C++ typedef member function signature syntax

I want to declare type definition for a member function signature. Global function typedefs look like this:

typedef int (function_signature)(int, int);
typedef int (*function_pointer) (int, int);

But I’m not able to the same thing for a member function:

typedef int (foo::memberf_signature)(int, int);   // memberf_pointer is not a member of foo
typedef int (foo::*memberf_pointer)(int, int);

It sounds logically to me, because foo:: is the syntax to access a member in the class foo.

How can I typedef just the signature?

Answer

For questions regarding the awkward function pointer syntax, I personally use a cheat-sheet: The Function Pointers Tutorial (downloadable here, thanks to Vector for pointing it out).

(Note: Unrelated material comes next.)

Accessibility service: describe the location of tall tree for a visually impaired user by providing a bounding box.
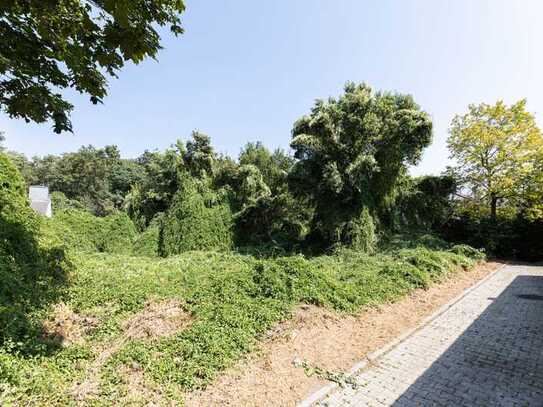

The signature of a member function, however, is a bit different from the signature of a regular function, as you experienced.

As you probably know, a member function has a hidden parameter, this, whose type need be specified.

// C++11 and above.
using Member = int (Foo::*)(int, int);

// C++03 and below.
typedef int (Foo::*Member)(int, int);

does let you specify that the first element passed to the function will be a Foo* (and thus your method really takes 3 arguments, when you think of it, not just 2.

However there is another reason too, for forcing you to specify the type.

A function pointer might refer to a virtual function, in which case things can get quite complicated. Therefore, the very size of the in-memory representation changes depending on the type of function. Indeed, on Visual Studio, a function pointer’s size might vary between 1 and 4 times the size of a regular pointer. This depends on whether the function is virtual, notably.

Therefore, the class the function refers to is part of the signature, and there is no work-around.